Courts Crime and Justice Legal and Judicial Nevada New Mexico Political Thought The Constitution

A Victory for Constitutional Constraint

A special prosecutor concedes to the separation of powers

Andrea Reeb, the special prosecutor in the involuntary-manslaughter case against actor Alec Baldwin, has stepped down. It was the right call.

As the Southwest Public Policy explained, the day before Reeb announced her decision, New Mexico’s constitution leaves no doubt: state officials cannot exercise the power of two branches of government simultaneously. The principle at issue is a core — some might say sacred — concept of Western thinking about the “public” sector. The moment Reeb was sworn in as a member of New Mexico’s legislature, she should have resigned her position with the First Judicial District Court. Again, she did the right thing in vacating her appointment, but it came two and a half months late.

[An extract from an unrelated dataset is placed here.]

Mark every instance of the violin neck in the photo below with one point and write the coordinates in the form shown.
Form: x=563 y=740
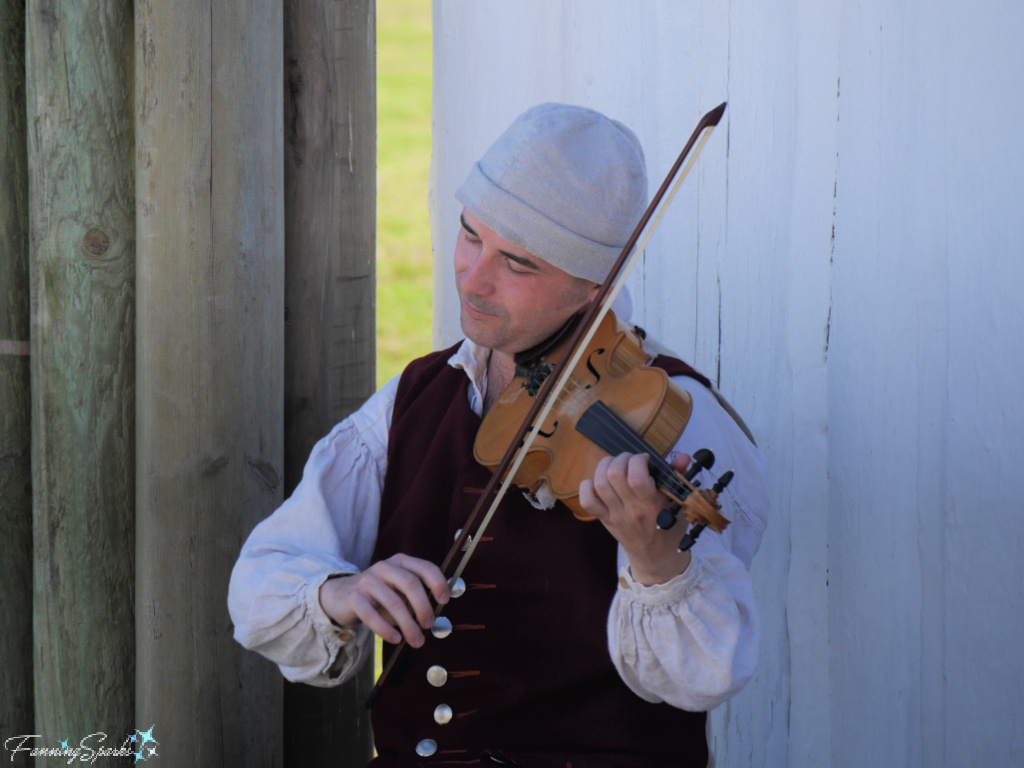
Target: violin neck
x=600 y=424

With the Reeb distraction eliminated, let’s hope that a jury comes to a well-supported conclusion as to whether Baldwin exhibited “a complete disregard for basic safety protocols” in the death of Halyna Hutchins.

In the American Southwest, though, the fight goes on. The Nevada Policy Research Institute has waged a lengthy battle to enforce the Silver State’s constitutional prohibition of any person “charged with the exercise of powers properly belonging to one” branch from possessing any authority “appertaining to either of the others.”

Good government via constitutional constraint enjoyed a small win this week in New Mexico. Let’s hope an even larger victory is secured, at last, in Nevada.